Dear Lintian Maintainers, Lintian skips and does not check source packages if arguments contain non-latin letters in filenames. And Lintian hangs indefinitely if it prints no other tags (from the remaining arguments). The bug only appears with .dsc files, .deb packages seem unaffected. Note that file paths in Linux are treated as arbitrary byte sequences and should not be encoded to UTF-8 nor decoded. $ lintian -L '>=classification' тест/hello_2.12.3-1.dsc Skipping ÑеÑÑ/hello_2.12.3-1.dsc: ÃÂà The bug can be worked around if one changes the current working directory before launching Lintian. $ ( cd тест && lintian -L '>=classification' hello_2.12.3-1.dsc )
Control: tags -1 moreinfo
Control: tags -1 patch
This happens because `$parent` is not valid utf8 while the file is. When we
concat them and try to check for the existence of the directory, it does not
work.
If both are bytes, it does. If both are utf8 (which is always the case except
the one you mention above), it works as well.

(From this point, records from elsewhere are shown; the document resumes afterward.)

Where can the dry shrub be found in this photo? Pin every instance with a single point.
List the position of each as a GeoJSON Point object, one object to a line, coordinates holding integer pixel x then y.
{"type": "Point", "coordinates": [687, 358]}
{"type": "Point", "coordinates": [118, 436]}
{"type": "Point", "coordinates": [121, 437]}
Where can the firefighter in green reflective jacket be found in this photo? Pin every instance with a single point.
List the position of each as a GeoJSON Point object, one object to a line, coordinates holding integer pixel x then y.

I have a one-liner patch for this (pasted at the end of this mail).
Encoding the file as utf8 does make sense, as otherwise packages are not
allowed in the debian archive.
But I am not sure if we should be consuming bytes. There might be a reason for
that implementation which I am not aware of at least -- given that there is
utf8 stuff everywhere, this may have been intended.

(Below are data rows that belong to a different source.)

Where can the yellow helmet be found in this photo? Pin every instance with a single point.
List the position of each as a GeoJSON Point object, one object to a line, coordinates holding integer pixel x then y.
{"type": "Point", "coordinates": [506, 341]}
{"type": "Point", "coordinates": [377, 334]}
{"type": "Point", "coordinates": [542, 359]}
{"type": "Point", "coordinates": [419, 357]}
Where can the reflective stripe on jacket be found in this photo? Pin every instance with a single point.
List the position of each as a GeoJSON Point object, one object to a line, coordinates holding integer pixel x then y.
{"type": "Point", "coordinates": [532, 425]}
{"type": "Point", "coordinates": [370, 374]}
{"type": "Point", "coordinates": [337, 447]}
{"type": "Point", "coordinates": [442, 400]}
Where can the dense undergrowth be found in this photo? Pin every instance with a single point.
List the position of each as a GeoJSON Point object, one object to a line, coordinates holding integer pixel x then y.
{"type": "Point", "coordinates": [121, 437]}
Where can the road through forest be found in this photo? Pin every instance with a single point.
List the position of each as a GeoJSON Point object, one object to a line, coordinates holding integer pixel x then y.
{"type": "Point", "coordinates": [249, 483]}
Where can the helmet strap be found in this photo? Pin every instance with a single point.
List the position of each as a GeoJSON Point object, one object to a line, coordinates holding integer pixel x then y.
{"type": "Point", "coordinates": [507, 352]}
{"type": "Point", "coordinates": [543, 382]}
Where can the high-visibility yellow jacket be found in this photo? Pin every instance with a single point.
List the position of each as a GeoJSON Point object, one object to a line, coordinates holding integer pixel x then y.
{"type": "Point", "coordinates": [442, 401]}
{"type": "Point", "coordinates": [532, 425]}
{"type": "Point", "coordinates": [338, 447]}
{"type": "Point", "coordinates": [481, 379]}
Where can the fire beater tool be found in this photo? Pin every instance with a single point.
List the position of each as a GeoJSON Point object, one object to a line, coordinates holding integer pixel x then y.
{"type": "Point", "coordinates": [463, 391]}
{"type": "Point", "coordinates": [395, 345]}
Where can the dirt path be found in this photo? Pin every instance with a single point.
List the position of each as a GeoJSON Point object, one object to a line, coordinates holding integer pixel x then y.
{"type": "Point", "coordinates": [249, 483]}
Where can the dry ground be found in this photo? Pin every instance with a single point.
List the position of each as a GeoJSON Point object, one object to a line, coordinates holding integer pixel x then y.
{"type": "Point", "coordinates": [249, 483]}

I'm CC'ing other maintainers for more advice.
diff --git a/bin/lintian b/bin/lintian
index 488b3790b..13673ec5d 100755
--- a/bin/lintian
+++ b/bin/lintian
@@ -733,6 +733,7 @@ for my $subject (@subjects) {
next
if $basename =~ m{/};
+ utf8::downgrade($basename) if !utf8::is_utf8($parent);
die encode_utf8("$parent/$basename does not exist, exiting\n")
unless -e "$parent/$basename";
and should not be used in production code. The utf8 flag depends on the string history, how it was processed, and hints to Perl whether fast byte algorithms for indexing and in the length function are allowed or not. I suppose utf8::downgrade can be called unconditionally. Or even better, decode_utf8 already loaded from the Encode module because it never fails. The deb822(5) manual page states: "All control files must be encoded in UTF-8." And we have no choice but to decode $basename back to raw octets before doing file operations. A more accurate solution would be to decode characters before setting the files property of $processable. However, I have not dived into Lintian internals enough to understand where the value is being parsed.
s/decode_utf8/encode_utf8/ Ah! I meant encoding to convert a character string into a byte string. Of course, double encoding in error handling in that loop is wrong and leads to an infinite freeze I mentioned in the first message.